Hamid Jabbar dikenal sebagai penyair yang lugas dalam menyampaikan kritik sosial melalui puisi-puisinya. Beberapa puisi kritiknya yang terkenal antara lain; Selamat Tinggal Manusia Budak Indonesia, Proklamasi 2, Indonesiaku, dan lain-lain.
Adapun karya Hamid Jabbar yang berupa kumpulan puisi, antara lain; (1) Dua Warna ( 1974), (2) Paco-Paco (1974), (3) Wajah Kita (1981), dan (4) Rencong Gajah (1984). Yang berupa puisi lepas antara lain (1) “Doa Mabuk Para Tiran” yang dimuat dalam Mingguan Pelita, 13 Januari 1991, (2) “Gairah Kdiamat I” dan “Gairah Kdiamat II” dalam Sinar Harapan, 30 Juli 1983, (3) “Setitik Nur” dalam Berita Buana, 25 November 1980, (4) “Tetapi” dalam Pelita, 26 Oktober 1979, (5) “Debu” dalam Pelita, 26 Oktober 1979, (6) “Nyanyian Belum”, “Nyanyian Dalam”, “Nyanyian Jauh”, dan “Nyanyian Purba” dalam Berita Buana , 10 Agustus 1982, (7) “Beri Aku Satu yang Tetap dalam Diriku” dan “Ternyata” dalam Panji Masyarakat, 11 Juni 1979, (8) “Potong Bebek Angsa” dalam Pelita 12 Juni 1979, (9) “Di Taman Bunga, Luka Tercinta”, “Gedung Merdeka, Sukabumi”, dan “Telah dan Kecuali” dalam Sinar Harapan, 6 November 1982, (10) serta “Komputer Teler” dalam Pelita 18 Maret 1987.
Tahun 1999 Hamid Jabbar mendapat Penghargaan Penulisan Karya Sastra dari Pusat Bahasa melalui kumpulan puisinya yang berjudul Super Hilang Segerobak Sajak (1998).
Selain menulis puisi, Hamid Jabbar juga menulis cerpen.
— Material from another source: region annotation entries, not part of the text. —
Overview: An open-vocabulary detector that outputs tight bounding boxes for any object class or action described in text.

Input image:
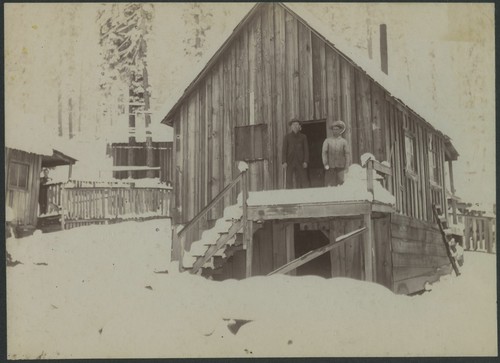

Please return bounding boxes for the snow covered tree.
[182,3,213,58]
[98,3,154,176]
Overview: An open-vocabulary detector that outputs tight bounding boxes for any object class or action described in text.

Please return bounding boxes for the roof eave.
[161,3,267,126]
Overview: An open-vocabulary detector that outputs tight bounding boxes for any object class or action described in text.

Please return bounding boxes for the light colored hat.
[330,120,345,134]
Sebagai penulis cerpen ia sangat ekstrem karena lari dari sistem konvensional. Gaya bahasa Hamid Jabbar bersifat simbolik.
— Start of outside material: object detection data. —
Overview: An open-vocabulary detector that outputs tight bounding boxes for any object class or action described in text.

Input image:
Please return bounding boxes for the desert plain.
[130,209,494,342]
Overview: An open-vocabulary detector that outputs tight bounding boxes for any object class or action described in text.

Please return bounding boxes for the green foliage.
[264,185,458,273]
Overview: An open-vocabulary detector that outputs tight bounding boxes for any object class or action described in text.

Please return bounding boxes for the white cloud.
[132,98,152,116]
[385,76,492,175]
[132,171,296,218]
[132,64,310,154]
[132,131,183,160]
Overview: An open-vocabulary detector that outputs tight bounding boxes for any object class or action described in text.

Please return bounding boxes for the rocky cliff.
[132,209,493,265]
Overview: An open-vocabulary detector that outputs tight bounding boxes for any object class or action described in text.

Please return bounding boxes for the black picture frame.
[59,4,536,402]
Cerpen-cerpen Hamid Jabbar antara lain; (1) “Tak Harmoni” dalam Ulumul Qur’an, 1989, (2) “Tas” dalam Zaman, 6 April 1985, (3) “Pemberontak” dalam Amanah, 23 Agustus 1990, (4) “Membangun Kdiamat” dalam Amanah, 7–20 November 1986, (5) “Cerpen Kita, Merdeka dan Teler” dalam Pelita, 6 Agustus 1986, (6) “Sampah” dalam Singgalang, 15 Januari 1984, (7) “Tak Ada Tempat” dalam Kartini, 4–17 Januari 1982, (8) “Pamplet” dalam Dialog, 12–25 Juni 1921, (9) “Engku Datuk Yth. di Jakarta” dalam Kompas, 2 November 1980. (10) “Komkapanin” dalam Indonesia Raya, 10 November 1969.
Bersama Wisran Hadi, Hamid Jabbar sempat mendirikan Grup Bumi Teater di Padang. Kemudian di samping aktif melakukan studi tentang sastra dan budaya Minangkabau, ia juga mengikuti berbagai seminar sastra dan budaya, serta membacakan puisi-puisi di berbagai kota di Indonesia maupun di Malaysia dan Singapura.